Kişisel olarak romanı fazla karamsar bulurum, karamsarlık
da bir tür kör kuyudur çünkü. Raymond Williams’ın benzer eleştirileri varmış,
okuyunca hoşuma gitmişti. El hak, kitabın övülesi bir fikrî netliği var ama edebi
olarak, karakterlerin herhangi bir “psikolojik derinliği” yok… Politik didaktizm
türünün iyi bir örneği sayılabilir. Feminist eleştirmenler Julia karakterini
“klasik erkek fantezisi” olarak tanımlıyorlar — sahici bir muhalifi karakter olmadığını,
Winston’ın duygusal döngüsünü tamamlaması için bir araç gibi kullanıldığını söylüyorlar,
ki doğru. Orwell’in amacı bir romandan çok, bir uyarı metni yazmakmış bence. Siyaseten “yangın ziline” basmak istemiş… Ve roman tam da bu nedenle kültleşmiş, abartı,
distopyanın gücüne dönüşmüş olabilir.
1989’da Doğu Bloku çökünce, Orwell’in kehanetlerinin doğru çıktığı filan
söylenmişti. Tabii ki doğru değildi, 1984 romanında anlatılan dünya,
totaliterliğin küreselleşerek kalıcı olduğu bir dünyaydı. Doğu Blokunun çöküşüyle,
o yapının sürdürülemez olduğunu kanıtlanmıştı.
Orwell’in distopyası sürmemişti yani.
Sıklıkla karıştırılır, bilim kurgu, geleceği değil
şimdiki zamanı anlatır ve eleştirir. Orwell’in kahinlik yapmak istediğini
sanmıyorum, “ne olacakla değil, “ne oluyor”la ilgilendiğini düşünüyorum. Gerçeğin devlet tarafından tahrif edilmesi,
propaganda ve gözetim toplumunun yükselişine bakılırsa, evet kehanetleri doğru
çıktı. Orwell’in asıl öngörüsü, baskı rejimlerinin doğası ve insan zihninin
kontrol edilme biçimleriyle ilgiliydi.
Bu açıdan bakarsak, 1984, günümüzün
gözetim kapitalizmine, dijital manipülasyona ve post-truth siyasetine kadar
uzanan bir uyarı metni olarak geçerliliğini koruyor. O yüzden ilüstrasyonlarda Orwell’in eline bir cep
telefonu verdim ve sevdiğim bir 1984 kapağını telefonla yeniden yorumladım.
![]() |
5 yorum:
Başlığınızdaki tarih ile konu içeriğindeki ve reimdeki tarih farklı olmuş!

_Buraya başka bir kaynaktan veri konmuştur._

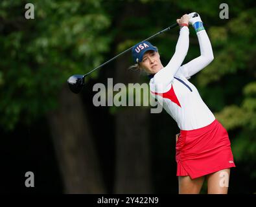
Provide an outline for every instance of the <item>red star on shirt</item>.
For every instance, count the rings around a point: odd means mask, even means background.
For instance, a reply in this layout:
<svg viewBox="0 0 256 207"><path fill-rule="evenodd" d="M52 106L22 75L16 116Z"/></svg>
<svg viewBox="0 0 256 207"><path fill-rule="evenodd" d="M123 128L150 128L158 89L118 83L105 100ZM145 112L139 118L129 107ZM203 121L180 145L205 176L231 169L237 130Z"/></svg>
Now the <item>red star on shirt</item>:
<svg viewBox="0 0 256 207"><path fill-rule="evenodd" d="M179 107L181 107L179 102L179 100L178 100L177 96L175 94L174 90L173 89L172 85L172 87L170 87L170 89L164 93L155 93L152 91L151 91L151 93L152 93L156 95L159 95L163 98L170 99L172 102L176 104Z"/></svg>

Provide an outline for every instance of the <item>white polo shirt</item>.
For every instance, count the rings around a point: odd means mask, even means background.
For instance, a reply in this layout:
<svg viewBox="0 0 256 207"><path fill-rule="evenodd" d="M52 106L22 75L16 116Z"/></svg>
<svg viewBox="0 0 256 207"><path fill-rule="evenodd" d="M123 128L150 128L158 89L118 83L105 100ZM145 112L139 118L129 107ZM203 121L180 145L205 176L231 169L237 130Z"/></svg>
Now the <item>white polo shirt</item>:
<svg viewBox="0 0 256 207"><path fill-rule="evenodd" d="M174 55L149 83L152 95L162 99L159 103L181 130L199 129L215 119L196 87L188 80L213 60L211 43L205 30L197 32L201 56L181 66L189 49L189 34L188 28L183 27Z"/></svg>

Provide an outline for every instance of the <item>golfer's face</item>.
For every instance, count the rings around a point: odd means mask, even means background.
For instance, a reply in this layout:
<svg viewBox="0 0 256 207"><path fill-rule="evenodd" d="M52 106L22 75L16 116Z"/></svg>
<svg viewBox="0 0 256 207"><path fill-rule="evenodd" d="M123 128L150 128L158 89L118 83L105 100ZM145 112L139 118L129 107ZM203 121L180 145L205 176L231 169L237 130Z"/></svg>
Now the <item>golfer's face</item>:
<svg viewBox="0 0 256 207"><path fill-rule="evenodd" d="M155 74L163 67L158 52L153 50L145 52L140 65L146 72L150 74Z"/></svg>

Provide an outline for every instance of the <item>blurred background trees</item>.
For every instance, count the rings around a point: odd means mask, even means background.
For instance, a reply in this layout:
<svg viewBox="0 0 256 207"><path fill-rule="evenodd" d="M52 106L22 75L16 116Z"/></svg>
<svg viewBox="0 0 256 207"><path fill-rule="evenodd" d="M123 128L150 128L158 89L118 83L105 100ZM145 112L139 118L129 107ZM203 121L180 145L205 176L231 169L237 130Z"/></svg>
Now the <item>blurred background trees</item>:
<svg viewBox="0 0 256 207"><path fill-rule="evenodd" d="M34 19L25 18L27 3L34 5ZM221 19L222 3L2 0L0 137L5 173L13 180L3 191L27 191L24 175L34 170L34 192L177 193L175 122L148 107L92 103L93 85L106 85L108 78L114 84L148 82L128 70L130 53L91 74L79 95L66 81L197 12L215 60L191 81L229 131L237 167L229 192L255 192L255 3L228 1L229 19ZM200 54L190 31L184 63ZM152 40L164 64L178 37L176 28Z"/></svg>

1948'de yazılmış 1984 isimli bir roman. Karışıklık yok
Merhabalar.
Özür dilerim.
Selam ve saygılarımla.
Hiç olur mu, siz affedin, daha açıklayıcı yazabilirmişim. Çok selam
Merhabalar.
Asıl kusur bende efendim. Neden derseniz? Yazar kitabını 1948'de yazmış, ama geleceği işaret etmek için tarihin son iki rakamını ters çevirerek 1948 yılını 1984 olarak değiştirerek kitabına isim olarak vermiş. İşte ben de dahil, blog camiasındaki birçok blogger tüm paylaşımları böyle benim gibi okuyorlar.
Konuyu tam anlamadan da hemen paylaşımda kusur bulduğu için bayram edip paylaşım sahibine beöyle benim gibi yorum yazarlar.
Ben kendimi de eleştiririm. Eğri oturup, doğru konuşmak lazım.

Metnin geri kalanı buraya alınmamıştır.